Partenze verso il Regno Unito: scatta l’obbligo del permesso digitale per gli italiani

Chi parte per turismo o brevi permanenze deve adempiere alla procedura sul portale governativo entro tre giorni lavorativi dall’invio della domanda.

Partenze verso il Regno Unito: scatta l’obbligo del permesso digitale per gli italiani
Da domani, mercoledì 25 febbraio 2026, i cittadini italiani che intendono recarsi nel Regno Unito per turismo o per soggiorni di breve durata – fino a un massimo di sei mesi – dovranno essere in possesso di un’autorizzazione elettronica di viaggio. Il provvedimento si inserisce nel quadro delle nuove disposizioni di frontiera adottate dalle autorità britanniche.
 
L’autorizzazione viene associata al passaporto italiano e conserva validità per due anni, oppure fino alla scadenza del documento di viaggio qualora la residua sia inferiore al biennio. Si rammenta che la carta d’identità, nella versione cartacea o elettronica, non abilita all’ingresso oltremanica. Le compagnie aeree procederanno alla verifica documentale prima della partenza, potendo impedire l’imbarco a chi risulti sprovvisto del titolo richiesto.

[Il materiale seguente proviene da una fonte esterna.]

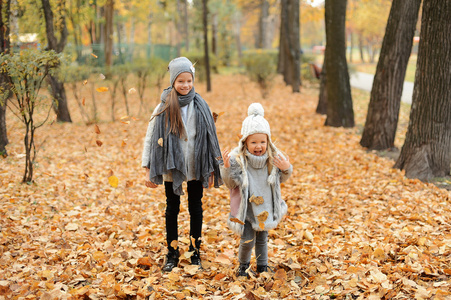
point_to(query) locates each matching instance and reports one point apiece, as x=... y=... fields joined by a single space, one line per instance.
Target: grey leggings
x=250 y=238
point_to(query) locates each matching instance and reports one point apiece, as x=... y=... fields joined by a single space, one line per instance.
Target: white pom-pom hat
x=255 y=122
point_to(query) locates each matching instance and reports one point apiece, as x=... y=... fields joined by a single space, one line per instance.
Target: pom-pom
x=256 y=109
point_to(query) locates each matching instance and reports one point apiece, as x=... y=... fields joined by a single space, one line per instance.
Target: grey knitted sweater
x=187 y=142
x=260 y=200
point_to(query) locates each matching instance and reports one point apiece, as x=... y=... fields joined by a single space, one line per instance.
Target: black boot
x=195 y=258
x=261 y=269
x=242 y=270
x=172 y=260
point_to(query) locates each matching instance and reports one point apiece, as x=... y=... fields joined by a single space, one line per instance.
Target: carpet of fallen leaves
x=87 y=228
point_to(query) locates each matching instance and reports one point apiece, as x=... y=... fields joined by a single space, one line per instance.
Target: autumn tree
x=53 y=43
x=206 y=54
x=289 y=46
x=108 y=43
x=383 y=110
x=339 y=101
x=426 y=150
x=5 y=11
x=25 y=76
x=321 y=108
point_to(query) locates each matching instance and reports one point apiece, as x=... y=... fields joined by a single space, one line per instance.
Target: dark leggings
x=195 y=193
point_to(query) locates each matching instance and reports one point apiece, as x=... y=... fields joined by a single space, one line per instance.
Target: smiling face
x=257 y=143
x=183 y=83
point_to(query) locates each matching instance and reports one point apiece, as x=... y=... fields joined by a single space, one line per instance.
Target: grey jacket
x=187 y=142
x=236 y=178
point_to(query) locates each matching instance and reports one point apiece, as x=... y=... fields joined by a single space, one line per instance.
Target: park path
x=364 y=81
x=355 y=227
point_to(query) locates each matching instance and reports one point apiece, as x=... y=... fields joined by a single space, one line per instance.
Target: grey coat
x=236 y=179
x=187 y=142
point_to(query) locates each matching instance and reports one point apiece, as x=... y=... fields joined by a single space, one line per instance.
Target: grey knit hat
x=180 y=65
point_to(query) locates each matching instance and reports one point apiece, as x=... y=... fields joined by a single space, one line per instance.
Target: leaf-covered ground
x=355 y=229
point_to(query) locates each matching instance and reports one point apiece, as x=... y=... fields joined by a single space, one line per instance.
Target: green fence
x=122 y=53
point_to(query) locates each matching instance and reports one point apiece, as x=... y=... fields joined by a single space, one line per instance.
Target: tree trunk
x=426 y=152
x=58 y=92
x=383 y=110
x=263 y=23
x=185 y=24
x=362 y=56
x=149 y=34
x=237 y=33
x=351 y=46
x=290 y=48
x=339 y=101
x=214 y=34
x=207 y=58
x=322 y=102
x=5 y=12
x=109 y=15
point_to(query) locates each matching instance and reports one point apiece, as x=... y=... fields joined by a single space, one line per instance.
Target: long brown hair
x=173 y=114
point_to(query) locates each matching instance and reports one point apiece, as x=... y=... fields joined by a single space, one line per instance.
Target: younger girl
x=181 y=145
x=253 y=172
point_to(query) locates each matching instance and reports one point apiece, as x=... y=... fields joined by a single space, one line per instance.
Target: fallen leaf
x=191 y=269
x=222 y=259
x=263 y=216
x=174 y=244
x=113 y=181
x=236 y=220
x=71 y=227
x=96 y=129
x=102 y=89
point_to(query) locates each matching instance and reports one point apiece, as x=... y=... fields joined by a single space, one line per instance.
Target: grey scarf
x=165 y=148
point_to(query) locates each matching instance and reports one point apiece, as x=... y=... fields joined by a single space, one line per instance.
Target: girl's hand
x=147 y=182
x=226 y=158
x=283 y=163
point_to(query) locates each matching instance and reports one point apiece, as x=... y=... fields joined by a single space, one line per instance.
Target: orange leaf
x=102 y=89
x=236 y=220
x=96 y=129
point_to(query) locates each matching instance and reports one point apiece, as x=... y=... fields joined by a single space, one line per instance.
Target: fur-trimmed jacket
x=264 y=210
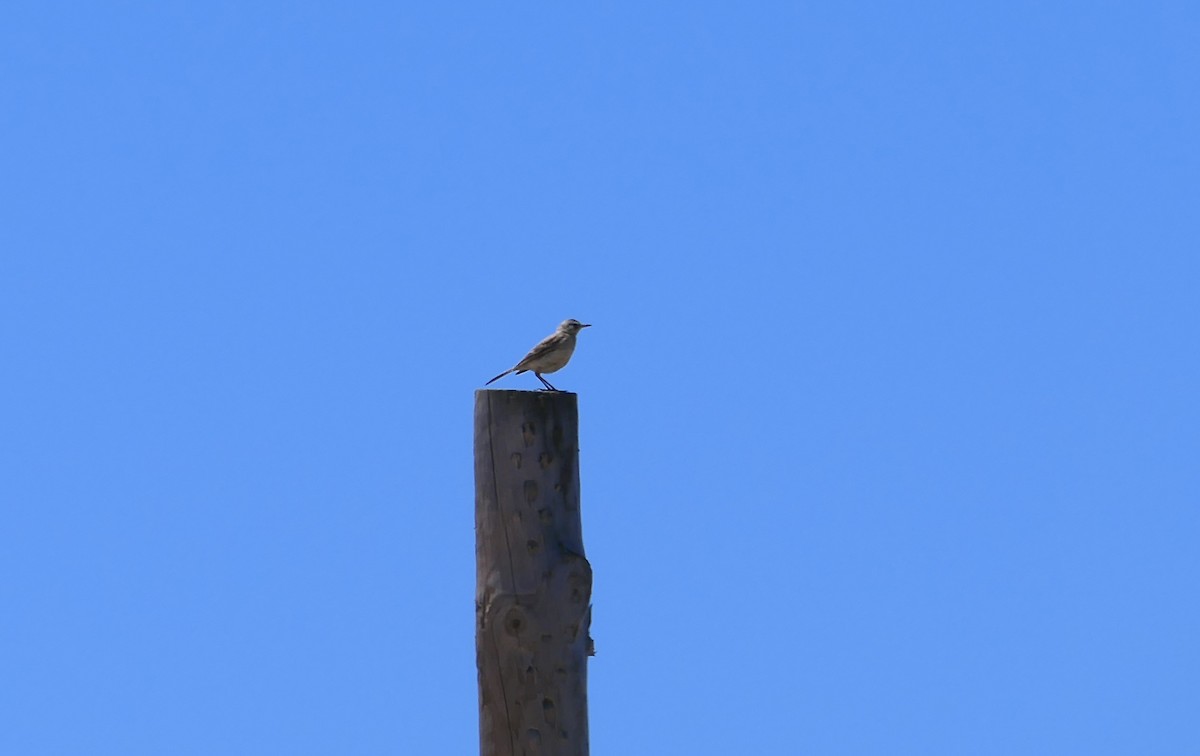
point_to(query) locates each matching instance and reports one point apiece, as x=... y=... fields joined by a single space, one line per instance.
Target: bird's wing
x=544 y=347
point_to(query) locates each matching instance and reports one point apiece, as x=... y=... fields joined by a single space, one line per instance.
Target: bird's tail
x=498 y=377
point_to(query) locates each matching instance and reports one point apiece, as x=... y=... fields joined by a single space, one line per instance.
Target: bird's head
x=573 y=327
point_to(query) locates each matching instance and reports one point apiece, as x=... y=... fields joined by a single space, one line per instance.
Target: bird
x=551 y=353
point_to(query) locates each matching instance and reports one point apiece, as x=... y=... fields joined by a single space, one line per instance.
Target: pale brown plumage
x=551 y=353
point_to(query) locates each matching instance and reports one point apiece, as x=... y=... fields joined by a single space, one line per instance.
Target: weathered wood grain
x=533 y=585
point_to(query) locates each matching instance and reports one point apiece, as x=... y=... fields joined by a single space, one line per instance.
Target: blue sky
x=888 y=414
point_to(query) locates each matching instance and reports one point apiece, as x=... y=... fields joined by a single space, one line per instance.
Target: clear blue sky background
x=889 y=420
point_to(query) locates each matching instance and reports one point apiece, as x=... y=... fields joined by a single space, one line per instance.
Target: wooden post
x=533 y=586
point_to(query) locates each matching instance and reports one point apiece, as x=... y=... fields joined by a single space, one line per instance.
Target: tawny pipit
x=551 y=353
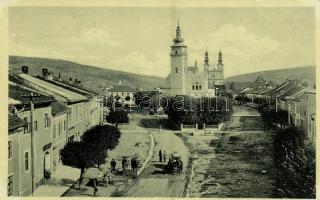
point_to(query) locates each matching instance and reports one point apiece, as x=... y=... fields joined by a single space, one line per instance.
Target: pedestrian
x=80 y=180
x=113 y=164
x=160 y=156
x=95 y=191
x=124 y=165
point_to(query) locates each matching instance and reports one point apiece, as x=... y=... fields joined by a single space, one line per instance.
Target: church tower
x=179 y=62
x=220 y=69
x=206 y=61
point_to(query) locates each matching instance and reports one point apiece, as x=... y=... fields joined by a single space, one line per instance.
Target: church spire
x=178 y=38
x=220 y=58
x=206 y=57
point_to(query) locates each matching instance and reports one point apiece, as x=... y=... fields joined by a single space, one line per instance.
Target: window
x=60 y=156
x=35 y=125
x=60 y=128
x=54 y=131
x=27 y=129
x=71 y=138
x=9 y=149
x=47 y=120
x=26 y=161
x=10 y=185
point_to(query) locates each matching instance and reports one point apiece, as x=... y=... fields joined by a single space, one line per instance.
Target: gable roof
x=122 y=88
x=67 y=94
x=58 y=108
x=260 y=79
x=15 y=122
x=19 y=95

Richiesta rapida ma con cautela

La procedura di richiesta si svolge in modalità telematica, tramite l’applicazione ufficiale o il portale www.Gov.UK, al costo attuale di sedici sterline. La maggior parte delle istanze riceve riscontro automatico in pochi minuti; tuttavia si consiglia di prevedere tre giorni lavorativi per i casi che dovessero richiedere accertamenti supplementari. Occorre prestare attenzione ai numerosi portali non istituzionali che offrono il medesimo servizio applicando maggiorazioni di prezzo, talvolta considerevoli.

Per studio e lavoro serve il visto

Per i connazionali che si recano in Gran Bretagna per motivi di studio o di lavoro, permane l’obbligo di richiedere un visto elettronico. Tutti i titolari di tale autorizzazione, inclusi i minori, dovranno creare un profilo personale presso il sistema britannico per visti e immigrazione per consultare la propria posizione e aggiornare i dati del documento di viaggio.

Chi è esonerato dall’adempimento

Non sono tenuti a richiedere l’autorizzazione i cittadini italiani già in possesso di una posizione giuridica di immigrazione nel Regno Unito o di un’esenzione specifica, ad esempio tramite il sistema di insediamento per cittadini dell’Unione (con posizione consolidata o temporanea) o un visto per lavoro o studio. A costoro si raccomanda tuttavia di mantenere aggiornati i propri dati sul portale dedicato.

Cittadini con doppia nazionalità

I titolari di doppia cittadinanza italiana e britannica, nonché i loro figli nella medesima condizione, non possono ottenere l’autorizzazione elettronica. Lo stesso vale per i cittadini britannici, anche se in possesso di altre nazionalità. L’accesso al Regno Unito per questi soggetti è consentito esclusivamente mediante passaporto britannico valido, oppure tramite passaporto italiano accompagnato dal certificato di diritto di residenza.